ピンクグレープフルーツなど、グレープフルーツには様々な品種がありますが、同じグレープフルーツのなかでも白色種のほうがフラノクマリンは多く含まれている傾向にあります。
他の柑橘系は大丈夫なのか?
同じ柑橘類でも、温州みかん、レモン、バレンシアオレンジなどにはフラノクマリンはほとんど含まれていません。食べ過ぎには注意が必要ですが、グレープフルーツのような影響の心配はありません。
スウィーティー、メロゴールドといった柑橘類には、フラノクマリンが多く含まれています。なので、グレープフルーツと同様に薬との飲み合わせには注意が必要です。
特に注意が必要な医薬品
グレープフルーツジュースとの相互作用は、医薬品の種類によって大きくことなりますが、以下のようなものは特に注意が必要です。
・降圧薬(Ca拮抗薬)(例:ニフェジピン など)
・不眠症治療薬(例:トリアゾラム など)
・免疫抑制剤(例:シクロスポリン など)
・高脂血症治療薬(例:シンバスタチン など)
上記のものについては、医薬品そのものに副作用のリスクがあるものですので、グレープフルーツジュースとの相互作用には注意が必要となります。

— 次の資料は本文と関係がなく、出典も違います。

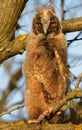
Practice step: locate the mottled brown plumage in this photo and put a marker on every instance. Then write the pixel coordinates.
(45, 67)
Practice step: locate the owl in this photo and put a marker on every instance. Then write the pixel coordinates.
(45, 67)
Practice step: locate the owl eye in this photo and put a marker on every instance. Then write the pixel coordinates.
(38, 24)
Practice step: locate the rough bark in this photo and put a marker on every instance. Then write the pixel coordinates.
(10, 11)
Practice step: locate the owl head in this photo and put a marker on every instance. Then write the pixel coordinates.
(45, 21)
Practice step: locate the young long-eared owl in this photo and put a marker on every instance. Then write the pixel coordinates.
(45, 67)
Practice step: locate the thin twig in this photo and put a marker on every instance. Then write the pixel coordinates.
(9, 112)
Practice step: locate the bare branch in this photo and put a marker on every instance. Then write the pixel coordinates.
(9, 112)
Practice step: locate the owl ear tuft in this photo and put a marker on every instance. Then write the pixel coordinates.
(39, 9)
(50, 7)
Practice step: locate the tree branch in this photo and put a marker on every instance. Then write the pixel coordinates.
(17, 46)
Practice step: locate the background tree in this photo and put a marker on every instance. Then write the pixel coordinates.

グレープフルーツジュースを飲んでしまったから、すぐに副作用などが発生するわけではありませんが、CYP3A4の影響を強く受ける医薬品を使用している場合には、グレープフルーツジュースは飲まないようにと服薬指導することが望ましいですね。
この記事が少しでも皆さんの参考になれば幸いです。
最後までご覧頂きありがとうございました。